When you consider that most fixed-rate bonds with a six-month term are paying less than 2 per cent, these accounts offer good value; in fact I could find only one such bond with a higher return than the Investec accounts, which is from FirstSave, paying 3.28 per cent on a minimum balance of £5,000.
Despite no movement in the base rate for three years now, it's good news that we're seeing signs of increased competition in the savings market, helping to maintain rates at a much higher level than at this time last year.
High-paying junior ISA has strings attached
The end of the tax year is fast approaching and in just 48 days the 2012-13 tax year kicks off.
From what I've seen over the past couple of weeks the banks and building societies are already working flat out to ensure they grab a decent share of the action.
It's headline rates that tend to catch people's attention, so you can imagine there were plenty of eyebrows raised this week when Halifax said it would pay 6 per cent on a Junior ISA – double the rate that most accounts currently offer. A rate so out of kilter with the rest of the market usually comes with some strings attached, and the Halifax offer is no exception.
To qualify for the enhanced Junior ISA rate, one of the child's parents must also hold an ISA product with Halifax.
If you compare the Halifax ISA Saver Online, which pays 2.6 per cent, against the current market leader from Nationwide Building Society at 3.1 per cent, and invest £5,340 for 12 months, you'll be £26.70 worse off with the Halifax.
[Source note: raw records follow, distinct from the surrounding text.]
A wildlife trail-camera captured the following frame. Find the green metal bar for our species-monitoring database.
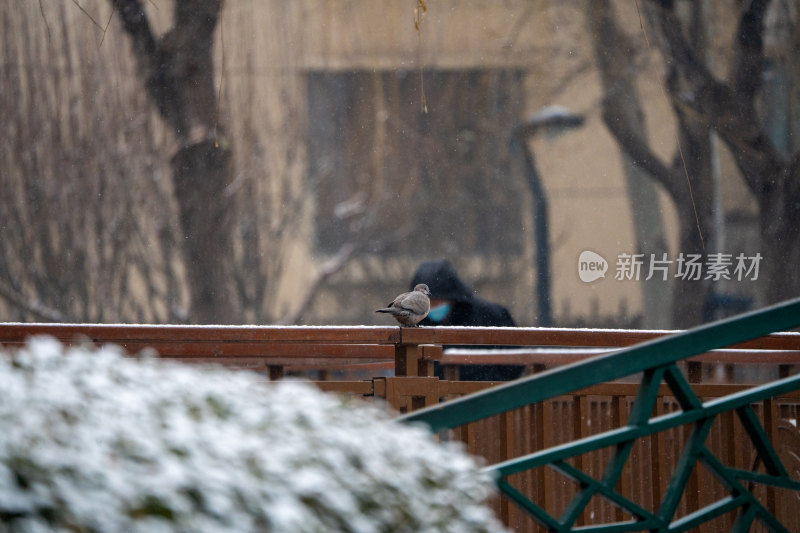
[664,364,701,411]
[552,367,665,526]
[487,374,800,476]
[736,405,789,478]
[570,522,662,533]
[729,468,800,492]
[553,461,658,523]
[399,299,800,432]
[700,449,783,530]
[497,479,569,531]
[668,496,747,532]
[657,417,714,520]
[731,505,756,533]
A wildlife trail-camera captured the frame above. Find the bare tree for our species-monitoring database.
[587,0,800,327]
[110,0,238,323]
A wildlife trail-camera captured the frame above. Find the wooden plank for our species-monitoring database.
[111,341,394,360]
[0,323,400,344]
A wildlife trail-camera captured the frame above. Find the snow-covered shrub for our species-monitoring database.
[0,338,502,533]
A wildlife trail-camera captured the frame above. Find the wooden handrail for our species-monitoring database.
[0,323,800,375]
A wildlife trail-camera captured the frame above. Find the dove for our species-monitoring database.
[375,283,431,326]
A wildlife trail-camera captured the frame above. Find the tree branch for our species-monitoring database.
[0,280,67,322]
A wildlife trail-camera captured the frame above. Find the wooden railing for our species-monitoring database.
[401,300,800,533]
[0,318,800,531]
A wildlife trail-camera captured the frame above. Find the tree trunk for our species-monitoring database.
[758,186,800,304]
[111,0,238,323]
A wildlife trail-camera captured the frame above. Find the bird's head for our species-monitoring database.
[414,283,431,298]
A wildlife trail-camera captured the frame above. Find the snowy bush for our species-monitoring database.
[0,338,502,532]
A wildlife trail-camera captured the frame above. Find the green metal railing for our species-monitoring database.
[401,299,800,533]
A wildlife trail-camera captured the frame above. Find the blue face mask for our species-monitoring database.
[428,304,451,324]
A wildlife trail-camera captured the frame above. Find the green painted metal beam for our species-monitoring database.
[399,299,800,432]
[487,374,800,476]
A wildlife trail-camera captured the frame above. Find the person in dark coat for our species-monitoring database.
[411,259,525,381]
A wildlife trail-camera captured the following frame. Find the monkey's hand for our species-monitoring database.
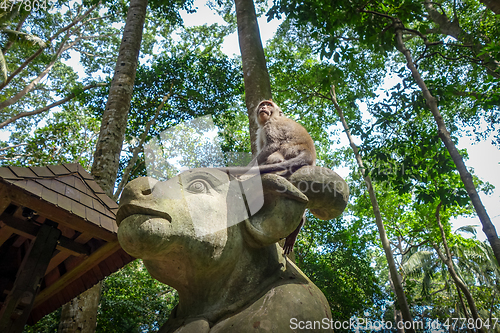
[283,213,306,254]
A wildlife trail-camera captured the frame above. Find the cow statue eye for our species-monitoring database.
[187,180,208,193]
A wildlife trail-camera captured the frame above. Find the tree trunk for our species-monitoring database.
[58,0,148,333]
[91,0,148,197]
[58,282,102,333]
[434,203,484,333]
[396,22,500,264]
[330,86,415,333]
[234,0,272,154]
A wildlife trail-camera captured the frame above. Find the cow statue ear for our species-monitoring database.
[289,165,349,220]
[245,174,309,246]
[245,166,349,246]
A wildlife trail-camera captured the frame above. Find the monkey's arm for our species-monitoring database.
[283,212,306,254]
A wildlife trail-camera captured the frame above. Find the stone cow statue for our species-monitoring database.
[117,166,349,333]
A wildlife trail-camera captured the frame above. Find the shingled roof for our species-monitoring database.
[0,164,133,323]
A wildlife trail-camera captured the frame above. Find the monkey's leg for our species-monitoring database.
[283,212,306,254]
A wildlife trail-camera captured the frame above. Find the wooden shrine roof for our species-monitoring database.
[0,164,133,324]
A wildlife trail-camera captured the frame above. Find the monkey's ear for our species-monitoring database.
[245,174,308,246]
[290,165,349,220]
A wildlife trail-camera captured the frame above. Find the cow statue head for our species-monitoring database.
[117,166,349,333]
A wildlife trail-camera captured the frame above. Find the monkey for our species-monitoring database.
[219,100,316,177]
[223,100,316,254]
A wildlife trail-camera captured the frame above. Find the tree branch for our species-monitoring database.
[0,82,107,129]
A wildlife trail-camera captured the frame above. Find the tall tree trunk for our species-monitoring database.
[234,0,272,154]
[396,21,500,264]
[330,86,415,332]
[433,203,484,332]
[58,0,148,333]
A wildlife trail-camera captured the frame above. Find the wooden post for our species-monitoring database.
[0,224,61,333]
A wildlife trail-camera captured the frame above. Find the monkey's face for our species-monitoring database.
[257,101,278,125]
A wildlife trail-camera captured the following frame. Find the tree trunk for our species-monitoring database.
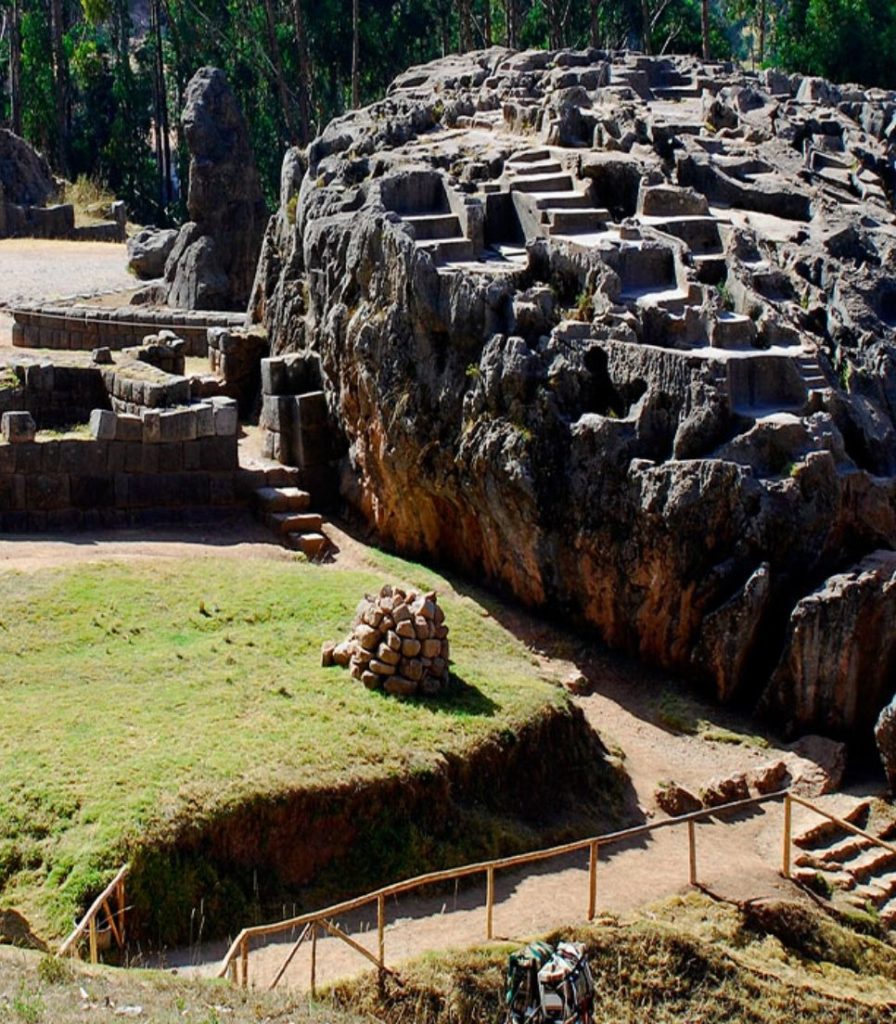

However, in this instance you need to consider the combined result of holding both an adult account and the Junior ISA, as someone with the Nationwide best buy would be able to earn a maximum of only3 per cent on the junior account.
If you open the Halifax Junior ISA at 6 per cent and fund it with at least £900, the net effect is that you'll recoup the £27 you're losing on the adult ISA deal.
So if you're using the full adult ISA allowance in an easy access account, the Halifax Junior ISA is really only worth considering if you're investing £900 or more.
However there are some very competitive longer-term fixed-rate ISAs from Halifax, particularly the four-year option at 4.1 per cent and the five year rate at 4.2 per cent.
If you're only in the market for an adult ISA and want the flexibility of instant penalty-free access, the Online ISA (issue 3) from Nationwide currently tops the best buys at 3.1 per cent. There is a minimum balance requirement of £1,000.